Background: Rigid cervical deformity (CD) requires multilevel and/or high-grade osteotomies and long-construct fusions to achieve adequate correction. The incidence of mechanical complications (MCs) remains incompletely studied.
Objective: To define the incidence and risk factors for MC.
Methods: A retrospective review of consecutive patients with CD who underwent correction from 2010 to 2018 was performed. Inclusion criteria were cervical kyphosis >20° and/or cervical sagittal vertical axis (cSVA) >4 cm. MCs (junctional kyphosis/failure, pseudarthrosis, and implant failure) and reoperation at 1 and 2 yr were examined.
Results: Eighty-three patients were included. The mean age was 63.4 yr, and 61.0% were female. Fifty-three percent underwent 3-column osteotomies.
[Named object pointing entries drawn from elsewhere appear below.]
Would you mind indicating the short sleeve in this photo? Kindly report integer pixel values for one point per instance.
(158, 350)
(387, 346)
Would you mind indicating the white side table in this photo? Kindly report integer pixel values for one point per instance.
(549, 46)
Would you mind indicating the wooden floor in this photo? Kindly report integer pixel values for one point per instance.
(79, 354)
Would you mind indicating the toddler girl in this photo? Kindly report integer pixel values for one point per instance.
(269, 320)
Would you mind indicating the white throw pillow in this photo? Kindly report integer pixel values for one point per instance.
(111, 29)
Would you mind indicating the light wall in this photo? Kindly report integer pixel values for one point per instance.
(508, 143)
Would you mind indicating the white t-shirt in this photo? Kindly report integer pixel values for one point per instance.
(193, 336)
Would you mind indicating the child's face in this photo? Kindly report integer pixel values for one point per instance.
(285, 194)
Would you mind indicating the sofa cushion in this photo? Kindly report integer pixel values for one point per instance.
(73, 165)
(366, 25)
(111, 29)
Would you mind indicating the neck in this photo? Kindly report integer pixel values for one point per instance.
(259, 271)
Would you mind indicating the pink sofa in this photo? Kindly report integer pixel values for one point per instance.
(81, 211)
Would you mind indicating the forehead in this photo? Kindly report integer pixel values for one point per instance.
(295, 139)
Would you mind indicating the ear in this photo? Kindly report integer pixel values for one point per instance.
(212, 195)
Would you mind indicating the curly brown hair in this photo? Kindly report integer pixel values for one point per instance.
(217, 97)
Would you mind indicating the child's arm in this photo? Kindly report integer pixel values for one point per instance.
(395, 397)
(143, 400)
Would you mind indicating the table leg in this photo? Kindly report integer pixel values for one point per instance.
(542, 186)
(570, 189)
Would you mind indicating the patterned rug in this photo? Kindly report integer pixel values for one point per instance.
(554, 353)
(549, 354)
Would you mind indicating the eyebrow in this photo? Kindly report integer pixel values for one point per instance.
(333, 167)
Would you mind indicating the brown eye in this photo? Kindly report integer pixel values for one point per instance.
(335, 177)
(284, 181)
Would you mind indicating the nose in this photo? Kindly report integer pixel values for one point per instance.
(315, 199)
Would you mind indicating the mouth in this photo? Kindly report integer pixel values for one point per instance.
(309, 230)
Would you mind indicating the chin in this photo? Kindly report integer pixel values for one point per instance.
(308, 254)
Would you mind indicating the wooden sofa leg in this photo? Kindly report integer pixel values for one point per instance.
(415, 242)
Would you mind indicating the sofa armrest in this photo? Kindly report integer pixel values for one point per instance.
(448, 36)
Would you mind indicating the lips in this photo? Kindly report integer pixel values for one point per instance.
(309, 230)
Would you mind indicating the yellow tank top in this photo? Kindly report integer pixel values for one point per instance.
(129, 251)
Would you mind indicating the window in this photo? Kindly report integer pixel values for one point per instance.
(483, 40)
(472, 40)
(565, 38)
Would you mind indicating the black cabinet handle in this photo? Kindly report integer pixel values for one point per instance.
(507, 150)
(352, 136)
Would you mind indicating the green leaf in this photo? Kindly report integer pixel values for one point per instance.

After surgery, cervical parameters were significantly improved: cSVA (6.2 vs 3.8 cm, P < .001), cervical lordosis (6.3 vs -8.3°, P < .001), cervical scoliosis (CS) (6.5 vs 2.2°, P < .001), and T1 slope (41.7 vs 36.3°, P = .007). The MC rate was 28.9%: junctional (18.1%), implant (16.9%), and pseudarthrosis (10.8%). MC rates at 1 and 2 yr were 14.5% and 25.5%, respectively: junctional (9.6% and 17.6%), implant (9.6% and 17.6%), and pseudarthrosis (2.4% and 7.8%). The overall reoperation rate was 24.1%: 14.5% at 1 yr and 19.6% at 2 yr. Body mass index (BMI) (P = .015) and preoperative CS (P = .040) were independently associated with higher odds of MC. Receiver operating characteristic curves defined CS >5° to be the threshold of risk for MCs and reoperation.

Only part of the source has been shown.